Water intoxication is a rare condition characterised by overconsumption of water. It can occur in athletes engaging in endurance sports, users of MDMA (Ecstasy) and in patients receiving total parenteral nutrition. This case outlines water intoxication in a patient with psychogenic polydipsia. When the kidney’s capacity to compensate for exaggerated water intake is exceeded, hypotonic hyperhydration results. Consequences can involve headaches, behavioural changes, muscular weakness, twitching, vomiting, confusion, irritability, drowsiness and seizures. Cerebral oedema can lead to brain damage and eventual death. In this case, psychogenic polydipsia led to significant hyponatraemia, cerebral oedema and tonic-clonic seizures. Differential diagnoses for hyponatraemia include SIADH, diabetes insipidus, hyperthyroidism and excess cortisol. Extreme water consumption, as in the case outlined, is also implicated. Psychogenic polydipsia is a disorder that can lead to significant morbidity and mortality and occurs in 6% to 20% of psychiatric patients.
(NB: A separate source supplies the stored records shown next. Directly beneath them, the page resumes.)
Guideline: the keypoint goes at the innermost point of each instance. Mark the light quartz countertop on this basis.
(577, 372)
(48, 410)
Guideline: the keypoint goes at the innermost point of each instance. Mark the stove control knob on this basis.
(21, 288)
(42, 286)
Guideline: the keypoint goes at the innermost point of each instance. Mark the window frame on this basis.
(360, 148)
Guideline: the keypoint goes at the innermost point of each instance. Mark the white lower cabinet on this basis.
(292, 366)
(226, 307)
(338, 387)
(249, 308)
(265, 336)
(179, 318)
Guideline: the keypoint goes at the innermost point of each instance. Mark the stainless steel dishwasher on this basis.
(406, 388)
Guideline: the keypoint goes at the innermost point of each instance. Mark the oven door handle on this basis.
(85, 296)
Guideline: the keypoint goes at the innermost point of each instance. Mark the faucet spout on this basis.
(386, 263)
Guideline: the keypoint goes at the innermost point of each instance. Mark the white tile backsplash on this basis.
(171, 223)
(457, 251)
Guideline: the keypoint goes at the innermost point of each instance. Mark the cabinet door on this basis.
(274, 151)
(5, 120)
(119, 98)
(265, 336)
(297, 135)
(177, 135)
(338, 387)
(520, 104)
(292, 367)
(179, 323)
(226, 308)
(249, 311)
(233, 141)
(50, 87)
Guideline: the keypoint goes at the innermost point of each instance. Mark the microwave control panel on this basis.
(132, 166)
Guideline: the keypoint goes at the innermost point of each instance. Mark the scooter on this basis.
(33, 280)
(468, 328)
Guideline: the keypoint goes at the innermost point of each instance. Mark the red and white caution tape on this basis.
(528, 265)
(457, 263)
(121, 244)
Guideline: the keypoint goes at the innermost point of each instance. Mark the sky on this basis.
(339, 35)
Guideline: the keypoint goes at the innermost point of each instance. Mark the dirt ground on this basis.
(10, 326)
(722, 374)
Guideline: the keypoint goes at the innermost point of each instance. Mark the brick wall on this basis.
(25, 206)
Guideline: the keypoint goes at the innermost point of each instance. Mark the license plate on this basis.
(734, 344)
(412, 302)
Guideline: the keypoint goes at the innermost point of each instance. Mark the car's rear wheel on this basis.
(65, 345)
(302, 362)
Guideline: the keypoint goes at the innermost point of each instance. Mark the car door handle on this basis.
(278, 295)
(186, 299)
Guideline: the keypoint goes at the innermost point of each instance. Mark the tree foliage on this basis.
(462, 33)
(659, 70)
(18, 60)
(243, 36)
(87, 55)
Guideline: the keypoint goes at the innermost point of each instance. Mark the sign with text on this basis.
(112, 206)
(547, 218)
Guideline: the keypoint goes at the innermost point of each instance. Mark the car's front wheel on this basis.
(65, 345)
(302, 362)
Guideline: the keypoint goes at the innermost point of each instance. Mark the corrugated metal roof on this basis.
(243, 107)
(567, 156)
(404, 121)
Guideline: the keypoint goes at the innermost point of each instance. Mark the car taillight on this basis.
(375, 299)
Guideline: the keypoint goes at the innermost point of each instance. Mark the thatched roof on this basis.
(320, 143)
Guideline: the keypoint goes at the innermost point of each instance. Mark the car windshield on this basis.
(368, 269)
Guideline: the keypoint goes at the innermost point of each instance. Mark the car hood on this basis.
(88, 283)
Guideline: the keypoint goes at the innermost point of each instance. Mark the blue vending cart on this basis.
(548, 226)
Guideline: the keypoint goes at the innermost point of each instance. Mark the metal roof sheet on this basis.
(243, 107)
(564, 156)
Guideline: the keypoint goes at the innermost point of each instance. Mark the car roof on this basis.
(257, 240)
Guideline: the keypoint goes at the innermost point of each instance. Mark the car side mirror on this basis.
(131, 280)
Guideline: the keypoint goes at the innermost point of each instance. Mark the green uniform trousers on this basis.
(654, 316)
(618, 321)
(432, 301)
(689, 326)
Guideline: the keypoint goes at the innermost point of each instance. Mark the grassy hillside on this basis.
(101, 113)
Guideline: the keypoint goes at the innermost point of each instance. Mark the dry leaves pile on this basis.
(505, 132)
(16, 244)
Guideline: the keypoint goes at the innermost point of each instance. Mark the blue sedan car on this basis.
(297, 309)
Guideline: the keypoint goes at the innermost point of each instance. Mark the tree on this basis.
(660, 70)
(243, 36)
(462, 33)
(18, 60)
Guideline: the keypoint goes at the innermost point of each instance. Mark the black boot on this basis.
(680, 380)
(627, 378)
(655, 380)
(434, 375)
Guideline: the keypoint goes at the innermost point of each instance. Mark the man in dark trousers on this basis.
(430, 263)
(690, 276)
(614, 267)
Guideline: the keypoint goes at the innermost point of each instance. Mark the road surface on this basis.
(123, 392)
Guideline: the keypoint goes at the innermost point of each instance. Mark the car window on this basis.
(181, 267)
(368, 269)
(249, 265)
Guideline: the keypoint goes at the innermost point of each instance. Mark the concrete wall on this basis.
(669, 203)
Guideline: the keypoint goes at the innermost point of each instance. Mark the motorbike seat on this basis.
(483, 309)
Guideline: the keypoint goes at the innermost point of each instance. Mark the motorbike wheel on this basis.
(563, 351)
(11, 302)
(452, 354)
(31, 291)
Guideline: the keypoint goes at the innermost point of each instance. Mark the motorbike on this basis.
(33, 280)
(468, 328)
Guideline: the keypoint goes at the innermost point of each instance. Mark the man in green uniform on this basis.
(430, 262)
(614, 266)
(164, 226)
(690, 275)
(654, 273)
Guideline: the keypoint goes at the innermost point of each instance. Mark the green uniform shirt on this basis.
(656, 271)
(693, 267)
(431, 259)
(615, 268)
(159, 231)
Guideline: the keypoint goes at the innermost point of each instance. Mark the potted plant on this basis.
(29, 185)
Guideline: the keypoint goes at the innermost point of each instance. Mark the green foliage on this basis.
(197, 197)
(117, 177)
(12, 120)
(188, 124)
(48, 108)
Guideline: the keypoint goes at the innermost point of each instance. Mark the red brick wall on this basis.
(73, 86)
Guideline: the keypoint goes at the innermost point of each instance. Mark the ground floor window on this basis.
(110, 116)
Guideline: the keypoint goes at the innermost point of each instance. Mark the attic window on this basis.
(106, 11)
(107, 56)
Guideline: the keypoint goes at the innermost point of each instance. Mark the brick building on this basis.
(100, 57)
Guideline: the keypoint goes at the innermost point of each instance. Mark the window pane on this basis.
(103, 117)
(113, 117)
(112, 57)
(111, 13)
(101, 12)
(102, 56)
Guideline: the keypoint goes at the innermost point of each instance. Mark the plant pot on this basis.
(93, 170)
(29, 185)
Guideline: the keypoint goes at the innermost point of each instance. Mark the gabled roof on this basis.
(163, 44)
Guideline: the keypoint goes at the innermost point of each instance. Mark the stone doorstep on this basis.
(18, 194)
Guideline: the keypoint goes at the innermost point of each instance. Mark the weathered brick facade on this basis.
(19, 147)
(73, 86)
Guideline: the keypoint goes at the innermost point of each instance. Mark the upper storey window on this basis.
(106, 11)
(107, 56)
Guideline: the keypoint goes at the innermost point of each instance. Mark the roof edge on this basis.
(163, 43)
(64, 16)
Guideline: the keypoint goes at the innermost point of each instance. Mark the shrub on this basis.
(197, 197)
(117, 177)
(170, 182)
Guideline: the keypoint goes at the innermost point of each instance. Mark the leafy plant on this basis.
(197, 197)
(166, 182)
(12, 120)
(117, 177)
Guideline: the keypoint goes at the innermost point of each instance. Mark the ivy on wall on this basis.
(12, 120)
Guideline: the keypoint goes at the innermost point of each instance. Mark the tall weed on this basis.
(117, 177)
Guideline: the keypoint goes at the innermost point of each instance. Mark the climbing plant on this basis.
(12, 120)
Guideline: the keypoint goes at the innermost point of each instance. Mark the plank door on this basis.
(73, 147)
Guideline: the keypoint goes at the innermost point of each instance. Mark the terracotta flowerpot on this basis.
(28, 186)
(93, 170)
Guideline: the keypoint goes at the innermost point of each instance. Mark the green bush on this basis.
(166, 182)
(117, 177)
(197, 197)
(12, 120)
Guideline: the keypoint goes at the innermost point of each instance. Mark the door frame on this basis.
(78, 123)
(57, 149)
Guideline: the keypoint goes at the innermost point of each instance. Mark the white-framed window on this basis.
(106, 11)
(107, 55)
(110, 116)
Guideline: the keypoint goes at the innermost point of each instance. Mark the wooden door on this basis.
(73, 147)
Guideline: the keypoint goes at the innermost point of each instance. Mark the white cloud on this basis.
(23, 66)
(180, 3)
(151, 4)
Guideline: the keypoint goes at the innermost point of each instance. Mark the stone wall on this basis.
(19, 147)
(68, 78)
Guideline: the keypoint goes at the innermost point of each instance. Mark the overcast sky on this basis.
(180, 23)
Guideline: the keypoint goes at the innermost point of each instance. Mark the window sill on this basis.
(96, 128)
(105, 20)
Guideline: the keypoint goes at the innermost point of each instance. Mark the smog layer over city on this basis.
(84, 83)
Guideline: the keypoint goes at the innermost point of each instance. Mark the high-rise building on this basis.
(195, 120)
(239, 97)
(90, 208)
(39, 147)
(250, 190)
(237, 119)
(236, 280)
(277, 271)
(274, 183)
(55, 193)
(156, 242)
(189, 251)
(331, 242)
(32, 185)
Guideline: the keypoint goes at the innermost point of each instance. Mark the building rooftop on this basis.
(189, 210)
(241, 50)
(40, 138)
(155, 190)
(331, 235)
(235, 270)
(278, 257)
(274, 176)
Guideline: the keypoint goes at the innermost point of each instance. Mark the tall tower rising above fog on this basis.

Although psychogenic polydipsia is relatively common in this population, only one fifth to one third of polydipsic patients will experience symptomatic hyponatraemia. A number of psychiatric disorders have been linked with psychogenic polydipsia. The most commonly reported is chronic schizophrenia, but it may also occur in anorexia nervosa, psychotic depression and bipolar psychosis. The aetiology of psychogenic polydipsia is uncertain, but postulated hypotheses are explored. Psychogenic polydipsia occurs in up 20% of psychiatric patients and this case serves to remind us to be cognisant of water overconsumption.